With the considerable help of HarperCollins’s acquisition of Thomas Nelson in 2012 and Harlequin last year, revenue in the three-fiscal-year period ended June 30, 2015, rose 21.8%, while EBITDA jumped 55.6% at the publisher. The $1.67 billion in revenue generated by HC in the past fiscal year included 11 months of sales from Harlequin, which added $281 million to the publisher’s topline and $32 million to HC’s $221 million in EBITDA. It is no wonder that HC CEO Brian Murray said he feels good about fiscal 2015 and called it a big year; he added that, in general, business “has been pretty strong.”
In addition to the Harlequin purchase, sales in HC’s U.S. general books group were strong across the board, Murray said, led by sales of American Sniper. Sales in the children’s division were down as HC faced the challenge of replacing the $84 million in revenue generated by the Divergent trilogy in fiscal 2014; HC managed to sell 8.4 million Divergent units in fiscal 2015, a solid number but less than half of the 19.3 million units sold in the previous year. Excluding Divergent sales for both fiscal 2014 and ’15, revenue in the children’s book group was up, Murray said. “That’s encouraging,” he said, noting that Suzanne Murphy took over the reins of the group from Susan Katz this spring. The company’s Christian business “took a hit” in the year, according to Murray, due to the bankruptcy of Family Christian, but Murray said HC will continue to trade with the chain now that the company has had its reorganization plan approved. “We’ll give them a chance,” he said.
Murray said he was very happy with how the integration of Harlequin has unfolded. The publisher is on track to benefit from about $20 million in cost savings, most of which will occur in the current fiscal year, parent company News Corp said. Murray was quick to note that while there is still more work to be done in the Harlequin integration, HC is reinvesting in the business, and he pointed to the rebranding of Harlequin offices overseas that will become HarperCollins operations. The goal of the new offices, which opened in Germany last October, is to give commercial authors an international platform, and Murray said he expects to see sales grow outside of the U.S. as a result of the initiative. Seven former Harlequin offices are now operating as HarperCollins, and Murray hopes to rebrand offices in France and Italy before the end of the calendar year.

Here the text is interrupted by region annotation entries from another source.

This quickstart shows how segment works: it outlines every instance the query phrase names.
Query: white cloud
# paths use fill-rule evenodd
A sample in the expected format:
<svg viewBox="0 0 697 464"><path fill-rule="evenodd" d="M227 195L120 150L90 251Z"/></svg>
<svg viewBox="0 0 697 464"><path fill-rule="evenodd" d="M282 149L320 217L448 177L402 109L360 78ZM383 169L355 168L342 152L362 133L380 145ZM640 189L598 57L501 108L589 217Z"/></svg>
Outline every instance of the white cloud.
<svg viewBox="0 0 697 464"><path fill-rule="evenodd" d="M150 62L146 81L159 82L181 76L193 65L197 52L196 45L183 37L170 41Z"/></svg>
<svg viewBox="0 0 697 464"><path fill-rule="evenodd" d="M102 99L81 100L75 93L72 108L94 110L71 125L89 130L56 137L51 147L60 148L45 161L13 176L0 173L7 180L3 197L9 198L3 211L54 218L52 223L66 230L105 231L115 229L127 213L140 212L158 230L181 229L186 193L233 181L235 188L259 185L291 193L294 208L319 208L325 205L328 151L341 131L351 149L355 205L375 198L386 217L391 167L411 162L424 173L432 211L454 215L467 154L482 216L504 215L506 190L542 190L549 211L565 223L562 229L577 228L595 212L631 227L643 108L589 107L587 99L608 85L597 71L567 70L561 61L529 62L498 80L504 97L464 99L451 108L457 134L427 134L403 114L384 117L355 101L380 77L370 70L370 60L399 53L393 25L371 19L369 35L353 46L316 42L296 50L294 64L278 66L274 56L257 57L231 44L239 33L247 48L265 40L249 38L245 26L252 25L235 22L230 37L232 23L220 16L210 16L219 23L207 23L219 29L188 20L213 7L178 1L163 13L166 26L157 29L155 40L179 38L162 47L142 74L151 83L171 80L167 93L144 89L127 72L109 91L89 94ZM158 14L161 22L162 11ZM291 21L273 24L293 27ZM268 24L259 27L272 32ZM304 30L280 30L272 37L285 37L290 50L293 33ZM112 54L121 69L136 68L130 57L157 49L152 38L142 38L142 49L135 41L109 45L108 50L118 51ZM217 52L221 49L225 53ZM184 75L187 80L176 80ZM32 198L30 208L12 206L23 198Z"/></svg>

With the inclusion of Harlequin, digital sales of both e-books and digital audio rose 11% in the year, relative to 2014, and accounted for 22% of consumer revenue. Murray said HC has definitely seen a slowing in e-book sales, but that has been countered by a rise in sales through bricks-and-mortar stores. “It looks like the market has become more stable,” he said. Strong sales of digital audio have also helped offset slower e-book sales.
Murray declined to make any predictions for the current fiscal year, but acknowledged that HC is off to a strong start with the tremendous sales of Go Set a Watchman (print sales of which are double the digital figures). He praised the HC team for doing a great job in positioning the book, and he expects the national conversation about the Harper Lee novel to go on for the rest of the year. In general, though, the results for the year “will be determined by how good our books are,” Murray said.